OSCS talks to Keke Mahlelebe

We recently shared lunch with old friend, DJ and Ad-man Keke Mahlelebe to get his insider opinion on the age-old debate of Big multi-national agencies versus smaller, more specialised agencies. 


It’s no surprise that the traditional advertising agency model is under threat and has been for quite some time to smaller boutiques, consultancies, and startups. The interesting question however is: Are we moving fast enough?

In the words of Maurice Saatchi, “Sometimes I feel as though I am standing at the graveside of a well-loved friend called advertising.” As agencies, we’ve been slow to adapt and held back by our own process, versus smaller specialised shops that thrive on agility and collaboration.

Fashion in the digital age is faster than ever.

Instagram feeds inform what gets shown on the runway.

Fashion shows are shifting from exclusive, invite-only events, to shareable, interactive experiences. Chic sportswear brand, Adidas Y-3, started live streaming their shows in 2012, allowing people at home to watch from four different viewpoints and toggle between movement, footwear, accessories, and backstage, without losing perspective of the show as a whole.

Being agile and adaptive in a world that’s constantly changing is how we will win.
Global fashion houses entering the market will face the challenge of driving local relevance without losing the aspiration of being a global brand.

South Africa, unlike homogenous markets in the EU and the US, has a lot of complexities, in terms of share of wealth, income immobility, and financial stress.
I believe the opportunity for agencies will be to provide fashion houses entering the market with new, untapped local insights that will inform highly relevant communication.

The agencies that can get to this the fastest, big or small, will have a powerful role to play in fashion.


Read further in the October Edition of Fast Company

A little bit more about Keke:
Favourite city?

Kinshasa, D.R. Congo.

Never have I felt more alive in a city. From the motorbikes and 4x4s, to the constant traffic, to the lush forests, to the 20 000 bars, one of the highest concentrations in the world, every day is the weekend.

“Everything grows in the Congo.
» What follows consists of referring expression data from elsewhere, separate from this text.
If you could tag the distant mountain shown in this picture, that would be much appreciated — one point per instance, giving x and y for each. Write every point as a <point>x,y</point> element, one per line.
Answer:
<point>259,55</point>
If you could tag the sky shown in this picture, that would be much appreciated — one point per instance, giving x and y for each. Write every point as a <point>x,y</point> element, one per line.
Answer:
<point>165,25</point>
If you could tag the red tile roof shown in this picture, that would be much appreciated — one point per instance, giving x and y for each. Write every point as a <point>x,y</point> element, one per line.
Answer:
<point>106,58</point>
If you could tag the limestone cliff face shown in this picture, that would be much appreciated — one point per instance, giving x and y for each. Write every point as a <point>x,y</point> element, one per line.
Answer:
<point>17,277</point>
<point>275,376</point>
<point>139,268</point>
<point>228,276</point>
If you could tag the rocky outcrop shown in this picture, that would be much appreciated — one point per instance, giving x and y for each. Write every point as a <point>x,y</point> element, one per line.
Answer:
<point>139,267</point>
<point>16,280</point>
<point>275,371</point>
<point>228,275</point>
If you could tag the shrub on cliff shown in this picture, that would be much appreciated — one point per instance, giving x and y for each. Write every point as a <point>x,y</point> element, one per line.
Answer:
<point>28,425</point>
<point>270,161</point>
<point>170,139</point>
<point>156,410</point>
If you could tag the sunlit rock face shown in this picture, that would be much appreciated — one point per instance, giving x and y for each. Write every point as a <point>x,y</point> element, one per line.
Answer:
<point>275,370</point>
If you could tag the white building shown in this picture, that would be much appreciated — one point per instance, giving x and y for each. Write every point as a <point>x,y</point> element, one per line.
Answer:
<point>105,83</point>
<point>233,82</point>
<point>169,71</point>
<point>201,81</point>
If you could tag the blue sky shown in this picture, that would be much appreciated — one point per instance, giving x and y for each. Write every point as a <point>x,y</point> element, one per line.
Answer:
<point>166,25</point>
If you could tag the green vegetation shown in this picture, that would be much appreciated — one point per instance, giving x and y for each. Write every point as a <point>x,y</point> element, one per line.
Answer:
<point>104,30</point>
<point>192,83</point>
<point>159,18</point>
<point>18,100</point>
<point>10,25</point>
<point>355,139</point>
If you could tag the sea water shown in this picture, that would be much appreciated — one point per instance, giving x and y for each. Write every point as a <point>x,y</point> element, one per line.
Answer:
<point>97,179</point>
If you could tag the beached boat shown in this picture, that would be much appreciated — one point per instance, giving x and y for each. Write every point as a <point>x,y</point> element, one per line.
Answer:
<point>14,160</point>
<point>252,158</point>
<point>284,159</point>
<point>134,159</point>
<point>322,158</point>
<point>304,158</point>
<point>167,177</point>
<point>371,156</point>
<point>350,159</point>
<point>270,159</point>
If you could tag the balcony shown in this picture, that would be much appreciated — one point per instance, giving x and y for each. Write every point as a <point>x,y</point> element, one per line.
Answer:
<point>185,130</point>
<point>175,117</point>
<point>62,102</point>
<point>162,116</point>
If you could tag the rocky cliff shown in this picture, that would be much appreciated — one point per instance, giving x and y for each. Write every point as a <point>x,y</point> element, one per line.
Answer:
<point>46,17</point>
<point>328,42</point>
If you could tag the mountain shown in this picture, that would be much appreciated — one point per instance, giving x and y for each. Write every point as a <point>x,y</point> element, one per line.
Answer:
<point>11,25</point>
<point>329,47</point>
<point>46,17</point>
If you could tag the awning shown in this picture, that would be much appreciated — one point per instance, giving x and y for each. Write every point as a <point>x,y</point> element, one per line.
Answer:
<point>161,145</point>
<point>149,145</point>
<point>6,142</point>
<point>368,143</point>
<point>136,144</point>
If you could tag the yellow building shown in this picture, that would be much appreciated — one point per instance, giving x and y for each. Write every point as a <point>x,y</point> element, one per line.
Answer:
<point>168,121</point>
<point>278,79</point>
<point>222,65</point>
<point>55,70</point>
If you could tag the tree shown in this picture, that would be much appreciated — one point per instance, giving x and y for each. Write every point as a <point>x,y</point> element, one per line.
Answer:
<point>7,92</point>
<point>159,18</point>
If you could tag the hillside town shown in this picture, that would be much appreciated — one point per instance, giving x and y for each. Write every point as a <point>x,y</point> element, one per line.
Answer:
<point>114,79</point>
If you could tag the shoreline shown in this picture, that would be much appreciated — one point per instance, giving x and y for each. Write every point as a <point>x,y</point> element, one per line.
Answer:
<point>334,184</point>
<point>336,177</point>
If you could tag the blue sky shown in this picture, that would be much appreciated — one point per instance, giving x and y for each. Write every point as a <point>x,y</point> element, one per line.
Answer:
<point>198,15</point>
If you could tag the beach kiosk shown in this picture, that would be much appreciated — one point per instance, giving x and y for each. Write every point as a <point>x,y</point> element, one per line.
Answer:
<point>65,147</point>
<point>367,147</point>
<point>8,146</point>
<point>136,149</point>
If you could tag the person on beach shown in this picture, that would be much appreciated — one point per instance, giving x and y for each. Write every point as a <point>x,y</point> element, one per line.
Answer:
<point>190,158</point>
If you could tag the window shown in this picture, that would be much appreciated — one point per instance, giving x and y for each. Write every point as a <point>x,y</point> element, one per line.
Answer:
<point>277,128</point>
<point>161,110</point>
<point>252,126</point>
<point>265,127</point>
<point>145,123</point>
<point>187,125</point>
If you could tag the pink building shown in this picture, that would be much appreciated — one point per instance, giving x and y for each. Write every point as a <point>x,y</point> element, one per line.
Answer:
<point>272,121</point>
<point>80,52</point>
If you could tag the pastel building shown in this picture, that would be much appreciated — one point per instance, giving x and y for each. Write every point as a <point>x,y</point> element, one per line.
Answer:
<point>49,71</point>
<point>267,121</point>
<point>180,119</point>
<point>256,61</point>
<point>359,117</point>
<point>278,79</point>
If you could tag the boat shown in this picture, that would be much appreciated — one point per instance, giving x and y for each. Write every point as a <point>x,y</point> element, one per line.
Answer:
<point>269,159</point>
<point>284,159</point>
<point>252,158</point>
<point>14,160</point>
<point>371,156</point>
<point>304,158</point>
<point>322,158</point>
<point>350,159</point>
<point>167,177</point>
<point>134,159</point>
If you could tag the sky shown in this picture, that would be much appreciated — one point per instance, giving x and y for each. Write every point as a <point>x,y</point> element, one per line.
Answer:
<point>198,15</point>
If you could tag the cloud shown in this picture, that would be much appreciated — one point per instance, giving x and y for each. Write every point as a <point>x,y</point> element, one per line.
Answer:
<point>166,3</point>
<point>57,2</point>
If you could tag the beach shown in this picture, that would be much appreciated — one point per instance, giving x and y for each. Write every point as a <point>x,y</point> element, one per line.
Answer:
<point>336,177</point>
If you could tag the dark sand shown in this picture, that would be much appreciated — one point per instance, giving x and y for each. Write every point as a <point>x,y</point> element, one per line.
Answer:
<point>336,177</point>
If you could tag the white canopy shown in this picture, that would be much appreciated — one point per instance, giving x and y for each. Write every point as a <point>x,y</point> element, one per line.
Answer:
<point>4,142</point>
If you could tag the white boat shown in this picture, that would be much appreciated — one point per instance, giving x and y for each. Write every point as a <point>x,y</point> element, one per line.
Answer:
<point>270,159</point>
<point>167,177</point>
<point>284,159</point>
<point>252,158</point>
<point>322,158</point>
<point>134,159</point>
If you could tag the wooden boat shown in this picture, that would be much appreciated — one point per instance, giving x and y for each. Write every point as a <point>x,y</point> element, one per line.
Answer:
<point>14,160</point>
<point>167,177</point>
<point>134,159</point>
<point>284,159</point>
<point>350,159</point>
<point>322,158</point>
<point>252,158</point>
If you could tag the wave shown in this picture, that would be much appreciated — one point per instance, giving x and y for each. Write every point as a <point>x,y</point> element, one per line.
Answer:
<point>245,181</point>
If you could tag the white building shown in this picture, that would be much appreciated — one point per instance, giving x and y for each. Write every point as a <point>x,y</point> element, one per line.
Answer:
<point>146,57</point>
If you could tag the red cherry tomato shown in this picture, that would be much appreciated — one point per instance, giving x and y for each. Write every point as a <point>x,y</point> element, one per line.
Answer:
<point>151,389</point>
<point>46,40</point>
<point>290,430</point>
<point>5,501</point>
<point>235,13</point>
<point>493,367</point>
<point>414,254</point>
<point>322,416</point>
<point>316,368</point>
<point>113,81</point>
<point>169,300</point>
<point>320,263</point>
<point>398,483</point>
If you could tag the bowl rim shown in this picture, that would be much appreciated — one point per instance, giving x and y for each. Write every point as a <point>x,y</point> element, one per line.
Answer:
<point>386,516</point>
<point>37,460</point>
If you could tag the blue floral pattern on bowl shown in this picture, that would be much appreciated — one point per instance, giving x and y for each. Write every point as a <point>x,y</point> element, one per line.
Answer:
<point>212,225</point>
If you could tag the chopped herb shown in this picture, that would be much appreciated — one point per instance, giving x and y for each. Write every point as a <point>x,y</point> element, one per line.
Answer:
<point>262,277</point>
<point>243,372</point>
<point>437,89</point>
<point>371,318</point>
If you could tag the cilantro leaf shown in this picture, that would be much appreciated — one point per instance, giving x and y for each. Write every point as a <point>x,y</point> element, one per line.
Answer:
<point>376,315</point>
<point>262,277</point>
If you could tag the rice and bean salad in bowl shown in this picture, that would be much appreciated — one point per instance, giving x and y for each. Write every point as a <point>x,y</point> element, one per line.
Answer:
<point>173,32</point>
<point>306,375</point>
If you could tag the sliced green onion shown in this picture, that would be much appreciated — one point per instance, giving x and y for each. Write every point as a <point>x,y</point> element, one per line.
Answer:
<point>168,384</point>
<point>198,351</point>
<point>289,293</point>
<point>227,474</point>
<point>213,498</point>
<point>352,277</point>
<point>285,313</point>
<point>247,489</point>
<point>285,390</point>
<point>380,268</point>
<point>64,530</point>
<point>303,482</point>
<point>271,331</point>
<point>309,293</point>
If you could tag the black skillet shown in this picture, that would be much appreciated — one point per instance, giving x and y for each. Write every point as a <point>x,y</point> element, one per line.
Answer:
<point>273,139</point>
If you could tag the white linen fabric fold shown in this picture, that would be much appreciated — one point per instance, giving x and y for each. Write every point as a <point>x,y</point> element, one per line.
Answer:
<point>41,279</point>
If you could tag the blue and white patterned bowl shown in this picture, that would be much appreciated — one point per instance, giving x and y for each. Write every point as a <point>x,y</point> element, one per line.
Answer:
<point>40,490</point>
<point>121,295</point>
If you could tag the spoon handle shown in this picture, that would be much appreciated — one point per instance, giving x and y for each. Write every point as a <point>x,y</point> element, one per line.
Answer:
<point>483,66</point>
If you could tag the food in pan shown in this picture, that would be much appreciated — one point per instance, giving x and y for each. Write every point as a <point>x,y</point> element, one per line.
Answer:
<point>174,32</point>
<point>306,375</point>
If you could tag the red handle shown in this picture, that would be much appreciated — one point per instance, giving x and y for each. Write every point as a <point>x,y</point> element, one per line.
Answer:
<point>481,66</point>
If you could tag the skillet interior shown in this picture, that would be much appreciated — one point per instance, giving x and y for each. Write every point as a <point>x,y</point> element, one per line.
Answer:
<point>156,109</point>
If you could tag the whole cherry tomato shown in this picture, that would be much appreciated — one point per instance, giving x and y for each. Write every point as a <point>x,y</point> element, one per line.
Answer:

Everything grows.”

Frank Ocean knows.

Favourite things at the moment?

Bury me in Our Legacy, and I pray my Aesop never runs out.

As far as artists go, I got to party with Neckface in Hong Kong a few months ago – was great to see him working, that was incredible.

Young Thug is my David Bowie, I love The Drums, and I’ve also been listening to Cosmo Pyke’s grime project – Ammi Boyz, quite a lot.

One Instagram account you could recommend?


Watch the “Russian Jenga” video.

The project that you are most proud of?

Heineken Presents, Edible Music, with Nicolaas van Reenen.

Got to do something that had truly never been done before with my friends, and we got a lot of industry recognition as a result, through PR and awards.

What are your plans for the rest of the year?

To finish it as well as it started.

I should probably take some leave soon.

Need to start planning my trip to Sweden. I’ll be spending some time being inspired by Scandinavian design and visiting the home of Our Legacy on Jakobsbergsgatan in Stockholm.